Evet doğrudur aslında bundan sonra hiçbir şey eskisi gibi olmayacağı bilinmekle birlikte herşey öncesinde yaşadıklarımızla şimdiki yaşadıklarımızdan çok farklı gelişiyor 1 Mayıs'a dönersek geçmişte emeği en yüce değer sayarak yola çıktığımız her ortamda bizlere siyasi olarak farklı boyutlarda yaklaşanlar bu salgın sonrasında başta sağlık emekçileri olmak üzere emeğin bir salgın ortamında ne denli önemli olduğu daha iyi anlaşıldı ki kendilerini ortaya atan sağlık çalışanlarından, kurye hizmeti gören çalışanlara, ekmek fırınında çalışan bir fırın işçisine karantina günlerinde evininin kapısına yiyecek getiren bir emekçiye , güvenlik görevlilerine kadar bu sorun emekçilerin sırtına yüklendi ve onların emekleri doğrultusunda mücadele edildi.

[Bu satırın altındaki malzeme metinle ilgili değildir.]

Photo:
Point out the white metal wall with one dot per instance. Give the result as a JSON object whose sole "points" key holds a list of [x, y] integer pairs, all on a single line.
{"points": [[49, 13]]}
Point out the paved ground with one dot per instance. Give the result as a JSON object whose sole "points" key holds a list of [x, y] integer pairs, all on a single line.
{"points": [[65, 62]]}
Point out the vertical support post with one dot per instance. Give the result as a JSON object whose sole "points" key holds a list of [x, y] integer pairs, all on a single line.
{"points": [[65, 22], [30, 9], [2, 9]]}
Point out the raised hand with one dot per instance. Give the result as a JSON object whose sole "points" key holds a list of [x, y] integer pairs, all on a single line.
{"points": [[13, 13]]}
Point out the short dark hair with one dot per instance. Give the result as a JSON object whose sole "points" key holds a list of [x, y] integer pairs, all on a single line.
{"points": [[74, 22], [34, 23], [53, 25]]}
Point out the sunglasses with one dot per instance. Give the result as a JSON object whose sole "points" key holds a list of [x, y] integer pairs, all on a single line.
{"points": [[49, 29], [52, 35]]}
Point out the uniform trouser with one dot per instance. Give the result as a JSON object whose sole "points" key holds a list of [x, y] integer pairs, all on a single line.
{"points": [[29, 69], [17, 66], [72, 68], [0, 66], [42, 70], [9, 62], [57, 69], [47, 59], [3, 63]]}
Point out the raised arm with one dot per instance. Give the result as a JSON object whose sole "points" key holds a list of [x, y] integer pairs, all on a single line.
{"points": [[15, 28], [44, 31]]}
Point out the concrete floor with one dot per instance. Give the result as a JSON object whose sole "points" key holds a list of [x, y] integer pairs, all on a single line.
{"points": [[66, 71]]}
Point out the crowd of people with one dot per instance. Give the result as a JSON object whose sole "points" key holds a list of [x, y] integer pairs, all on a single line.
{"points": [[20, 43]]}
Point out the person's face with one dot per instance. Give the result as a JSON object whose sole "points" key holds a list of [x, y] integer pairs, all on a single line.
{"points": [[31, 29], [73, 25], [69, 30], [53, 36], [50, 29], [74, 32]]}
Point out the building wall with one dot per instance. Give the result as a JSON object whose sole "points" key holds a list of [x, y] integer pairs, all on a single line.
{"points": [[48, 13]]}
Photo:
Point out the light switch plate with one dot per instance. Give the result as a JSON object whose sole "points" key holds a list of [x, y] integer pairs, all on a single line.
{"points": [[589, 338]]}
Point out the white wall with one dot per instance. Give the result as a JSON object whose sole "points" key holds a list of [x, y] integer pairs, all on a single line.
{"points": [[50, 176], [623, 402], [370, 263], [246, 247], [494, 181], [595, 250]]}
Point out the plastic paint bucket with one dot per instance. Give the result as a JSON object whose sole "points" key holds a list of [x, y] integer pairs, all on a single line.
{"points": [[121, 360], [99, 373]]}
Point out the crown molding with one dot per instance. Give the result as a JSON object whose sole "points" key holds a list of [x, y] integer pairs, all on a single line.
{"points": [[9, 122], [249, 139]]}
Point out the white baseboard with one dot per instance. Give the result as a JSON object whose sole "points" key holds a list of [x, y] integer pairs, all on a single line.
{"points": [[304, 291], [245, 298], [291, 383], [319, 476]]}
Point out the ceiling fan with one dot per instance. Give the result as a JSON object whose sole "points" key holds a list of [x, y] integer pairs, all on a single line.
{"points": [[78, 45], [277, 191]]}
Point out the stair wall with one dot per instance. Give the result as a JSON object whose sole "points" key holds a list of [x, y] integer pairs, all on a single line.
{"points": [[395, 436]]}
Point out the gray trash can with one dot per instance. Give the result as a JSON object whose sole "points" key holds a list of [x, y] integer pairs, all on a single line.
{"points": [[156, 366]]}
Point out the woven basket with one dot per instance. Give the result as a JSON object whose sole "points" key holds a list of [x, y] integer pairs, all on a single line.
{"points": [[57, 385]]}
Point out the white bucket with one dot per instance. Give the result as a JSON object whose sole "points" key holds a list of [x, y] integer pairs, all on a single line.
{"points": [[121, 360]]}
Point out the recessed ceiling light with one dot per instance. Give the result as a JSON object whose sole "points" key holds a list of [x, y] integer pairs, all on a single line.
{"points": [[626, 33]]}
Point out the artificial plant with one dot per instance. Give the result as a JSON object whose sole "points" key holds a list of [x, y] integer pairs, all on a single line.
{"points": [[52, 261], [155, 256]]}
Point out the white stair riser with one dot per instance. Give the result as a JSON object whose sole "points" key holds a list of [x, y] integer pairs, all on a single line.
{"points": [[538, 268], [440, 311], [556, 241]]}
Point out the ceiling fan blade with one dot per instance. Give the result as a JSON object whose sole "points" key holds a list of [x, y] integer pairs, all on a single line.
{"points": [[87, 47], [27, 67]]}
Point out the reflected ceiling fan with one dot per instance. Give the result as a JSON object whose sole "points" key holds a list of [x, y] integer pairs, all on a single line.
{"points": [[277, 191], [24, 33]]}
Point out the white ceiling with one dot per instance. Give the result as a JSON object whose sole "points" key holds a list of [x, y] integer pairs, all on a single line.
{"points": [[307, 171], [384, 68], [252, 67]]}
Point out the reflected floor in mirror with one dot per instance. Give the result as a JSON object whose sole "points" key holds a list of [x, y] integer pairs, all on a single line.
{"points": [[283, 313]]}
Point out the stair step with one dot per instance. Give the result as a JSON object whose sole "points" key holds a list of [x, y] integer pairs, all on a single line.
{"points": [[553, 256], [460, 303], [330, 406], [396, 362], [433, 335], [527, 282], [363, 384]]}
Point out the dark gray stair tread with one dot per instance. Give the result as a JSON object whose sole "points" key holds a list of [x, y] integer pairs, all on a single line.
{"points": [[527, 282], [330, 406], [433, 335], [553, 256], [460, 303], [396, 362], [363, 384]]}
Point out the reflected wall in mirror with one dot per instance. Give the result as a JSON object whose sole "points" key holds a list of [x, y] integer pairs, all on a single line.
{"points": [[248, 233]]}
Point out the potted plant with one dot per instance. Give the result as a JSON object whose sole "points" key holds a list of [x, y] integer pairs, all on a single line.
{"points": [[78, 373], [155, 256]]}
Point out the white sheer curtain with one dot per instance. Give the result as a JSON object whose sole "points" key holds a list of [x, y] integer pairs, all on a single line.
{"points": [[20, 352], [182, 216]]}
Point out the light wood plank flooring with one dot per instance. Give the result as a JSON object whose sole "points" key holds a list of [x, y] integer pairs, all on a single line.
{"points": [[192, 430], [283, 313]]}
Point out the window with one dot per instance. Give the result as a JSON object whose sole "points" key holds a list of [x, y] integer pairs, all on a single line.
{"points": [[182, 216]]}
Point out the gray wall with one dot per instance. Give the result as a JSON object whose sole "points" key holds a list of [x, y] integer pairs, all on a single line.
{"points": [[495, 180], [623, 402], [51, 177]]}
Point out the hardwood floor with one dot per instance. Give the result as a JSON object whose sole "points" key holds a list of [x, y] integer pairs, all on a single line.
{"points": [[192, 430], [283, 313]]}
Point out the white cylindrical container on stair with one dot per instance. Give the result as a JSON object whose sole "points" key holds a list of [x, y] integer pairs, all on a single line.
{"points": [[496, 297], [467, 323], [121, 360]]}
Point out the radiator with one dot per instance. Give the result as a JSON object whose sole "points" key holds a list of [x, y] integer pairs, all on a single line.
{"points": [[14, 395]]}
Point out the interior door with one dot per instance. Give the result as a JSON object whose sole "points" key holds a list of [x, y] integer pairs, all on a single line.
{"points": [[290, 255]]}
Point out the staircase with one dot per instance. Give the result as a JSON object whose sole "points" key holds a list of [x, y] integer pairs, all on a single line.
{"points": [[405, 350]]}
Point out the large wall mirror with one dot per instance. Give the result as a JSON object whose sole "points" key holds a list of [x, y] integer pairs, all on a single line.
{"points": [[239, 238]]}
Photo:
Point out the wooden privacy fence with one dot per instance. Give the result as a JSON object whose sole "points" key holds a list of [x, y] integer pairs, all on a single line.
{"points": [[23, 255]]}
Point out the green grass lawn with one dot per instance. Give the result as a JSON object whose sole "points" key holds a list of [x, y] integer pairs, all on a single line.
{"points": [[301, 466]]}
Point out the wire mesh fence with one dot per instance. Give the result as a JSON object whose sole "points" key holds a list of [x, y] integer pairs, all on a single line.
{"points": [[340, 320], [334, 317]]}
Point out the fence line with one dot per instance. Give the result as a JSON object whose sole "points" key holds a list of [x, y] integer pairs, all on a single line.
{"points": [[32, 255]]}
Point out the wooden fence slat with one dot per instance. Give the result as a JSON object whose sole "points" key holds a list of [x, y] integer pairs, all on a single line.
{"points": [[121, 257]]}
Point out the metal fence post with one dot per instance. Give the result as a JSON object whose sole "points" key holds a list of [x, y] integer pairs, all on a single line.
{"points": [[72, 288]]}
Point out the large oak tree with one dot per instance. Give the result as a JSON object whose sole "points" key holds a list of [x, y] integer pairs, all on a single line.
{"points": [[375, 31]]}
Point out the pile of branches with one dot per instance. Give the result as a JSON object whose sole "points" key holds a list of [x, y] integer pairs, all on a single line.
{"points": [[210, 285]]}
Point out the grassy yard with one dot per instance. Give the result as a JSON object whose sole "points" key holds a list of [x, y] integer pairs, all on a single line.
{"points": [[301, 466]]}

Aslında baktığımızda gördük ki her şey emeğin kolları üzerinde yükseliyor. Basın emekçilerini sağlık emekçilerini hiçe saydığımız günleri unuttuk onların mücadelesi ile halkı sürekli bilgilendiren basın ve medya dünyasına bugünlerde alkış tutar olduk. Fabrikalarda üretim içinde ter atan emekçiler olmadığında fabrika ve üretimin değerinin ve yerinin olmadığını anladık sadece sermaye ile işlerin dönmediğini gördük öyle olsa idi dünyanın en zengin ülkesi ABD bu salgında bu denli en yüksek bedeli ödemezdi. Bundan böyle iyice anlaşıldı ki emek en yüce değer ve dünyayı var eden emeğin gücü ile , aydınlık bir gelecek kurulacak

Gelecek ve ölüm korkusuyla hasta olma endişesi içinde , yoksullaşma ve iş kaybı endişeleri içinde sevdiklerimizden uzak ve mesafeli karantina içinde geçiyor günlerimiz. Oysa ne hoyratça kullanmıştık değerlerimizi, nasıl yağmalamıştık kentlerimizi, nasıl parçalamıştık sadece rant ve para uğruna doğamızı ve çevremizi dünyayı güzellik kurtaracak, bir insanı sevmekle başlayacak herşey" Bu değerini öncesinde pek anlamadığımız emek mücadelesinin simgesi bir Mayısın tarihçesini kısaca hatırlayalım İlk kez 1856'da Avustralya'da inşaat işçileri, günde sekiz saatlik iş günü için Melbourne Üniversitesi'nden Parlamentoya kadar bir yürüyüş düzenlediler. Sonrasında 1 Mayıs 1886'da ABD İşçi Sendikaları önderliğinde işçiler günde 12 saat, haftada 6 gün olan çalışma takvimine karşı, günlük 8 saatlik çalışma talebiyle iş bıraktılar. Şikago'da yapılan gösterilere yarım milyon işçi katıldı. İlk yürüyüşün üzerinden geçen 33 yıl sonunda Temmuz 1889'da toplanan İkinci Enternasyonal'de 1 Mayıs gününün tüm dünyada "Birlik, mücadele ve dayanışma günü " olarak kutlanmasına karar verildi. Böylelikle 1 Mayıs İşçi ve Emekçiler Bayramı, işçi ve emekçiler tarafından dünya çapında kutlanan, birlik, dayanışma ve mücadele günü olarak tescil edildi. Ancak bu hafta sonu bir haber düştü ekranlara ''Taksim Meydanı'na anıta çelenk bırakmak isteyen DİSK Genel Başkanı Arzu Çerkezoğlu ile sendika yöneticiler ve işçiler polis tarafından gözaltına aldı. Milletvekilleri, polis müdahalesinde zarar gören 1 Mayıs çelengini alarak Taksim'e bıraktı. Bu habere baktığımızda şunu da soramadan edemiyor insan Valiliğin bu kısa ve mesafeli yürüyüşe kamu düzeni bozuluyor gerekçesi ile izin vermemesini ve maalesef hiç te hoş olmayan arbede görüntüleri 164 yıl sonra da olsa ülkemize hiç yakışmamıştır. Diğer taraftan her işkolunu temsilen sembolik olarak taksim meydanına işçileri temsilen sendika yöneticilerinin çelenk koymasında ne tür bir kamu düzeni bozukluğu oluyor bu da anlaşılır bir durum değildir.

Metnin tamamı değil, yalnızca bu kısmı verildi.